- Native to: France
- Region: Lower Navarre & Labourd
- Native speakers: (68,000 cited 1991)
- Language family: Basque (language isolate) Navarro-Labourdin;
- Dialects: Lapurdian; Western Lower Navarrese; Eastern Lower Navarrese;

Language codes
- ISO 639-3: bqe (merged into eus in 2007)
- Glottolog: basq1249
- Navarro-Lapurdian Salazarese

= Navarro-Lapurdian dialect =

Dialect of Basque

Navarro-Labourdin or Navarro-Lapurdian (nafar-lapurtera) is a Basque dialect spoken in the Lower Navarre and Labourd (Lapurdi) former provinces of the French Basque Country (in the Pyrénées Atlantiques département). It consists of two dialects in older classifications, Lower Navarrese and Labourdin. It differs somewhat from Upper Navarrese spoken in the Peninsular Basque Country.

Lower Navarrese or Low Navarrese (Standard Basque: behe-nafarrera) is actually two subdialects, eastern and western; the western dialect continues into eastern Labourd. Labourdin (French labourdin; Standard Basque lapurtera, locally lapurtara) is spoken in western Lapurdi.

Labourdin is felt by speakers of other dialect to be clear-cut and elegant, retaining like other northern Basque dialects the consonant //h//, and it was used along with Gipuzkoan and High Navarrese in the creation of the Batua, a standardised form of Basque intended for teaching and the media.

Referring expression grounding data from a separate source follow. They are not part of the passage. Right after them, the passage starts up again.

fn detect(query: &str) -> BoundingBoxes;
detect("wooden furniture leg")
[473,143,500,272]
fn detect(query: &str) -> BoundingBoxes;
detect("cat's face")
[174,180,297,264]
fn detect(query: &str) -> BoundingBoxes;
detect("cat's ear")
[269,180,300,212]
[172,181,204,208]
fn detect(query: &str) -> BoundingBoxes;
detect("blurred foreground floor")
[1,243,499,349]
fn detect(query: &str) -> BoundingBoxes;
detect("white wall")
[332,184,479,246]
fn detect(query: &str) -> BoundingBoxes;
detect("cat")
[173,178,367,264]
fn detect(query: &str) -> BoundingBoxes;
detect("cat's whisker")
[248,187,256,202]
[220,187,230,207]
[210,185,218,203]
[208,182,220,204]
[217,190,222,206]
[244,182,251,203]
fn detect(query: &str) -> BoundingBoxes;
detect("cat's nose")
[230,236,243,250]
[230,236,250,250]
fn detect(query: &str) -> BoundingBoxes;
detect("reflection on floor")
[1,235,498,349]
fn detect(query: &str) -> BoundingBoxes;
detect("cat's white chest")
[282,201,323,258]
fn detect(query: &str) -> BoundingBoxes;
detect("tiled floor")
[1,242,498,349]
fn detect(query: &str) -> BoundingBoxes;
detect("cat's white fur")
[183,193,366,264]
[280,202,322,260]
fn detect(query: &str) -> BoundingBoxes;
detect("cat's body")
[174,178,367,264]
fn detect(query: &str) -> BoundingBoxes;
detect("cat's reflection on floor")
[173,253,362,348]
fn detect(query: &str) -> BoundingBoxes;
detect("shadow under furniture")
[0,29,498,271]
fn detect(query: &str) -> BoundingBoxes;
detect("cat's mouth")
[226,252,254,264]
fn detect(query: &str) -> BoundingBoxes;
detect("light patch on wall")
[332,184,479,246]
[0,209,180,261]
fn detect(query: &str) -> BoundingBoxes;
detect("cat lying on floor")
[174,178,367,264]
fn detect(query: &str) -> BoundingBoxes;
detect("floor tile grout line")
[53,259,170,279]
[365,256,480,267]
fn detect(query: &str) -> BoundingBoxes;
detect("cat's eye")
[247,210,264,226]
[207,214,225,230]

Classic Labourdin was a literary language of the 17th century, used by authors such as Axular. The type of syllable stress in Hondarribian Basque is considered to be a remainder of the one that may have been used in Classic Lapurdian.

Salazarese, spoken in Spain, was once thought to be a subdialect of Navarro-Lapurdian, but it is now classified as Eastern Navarrese.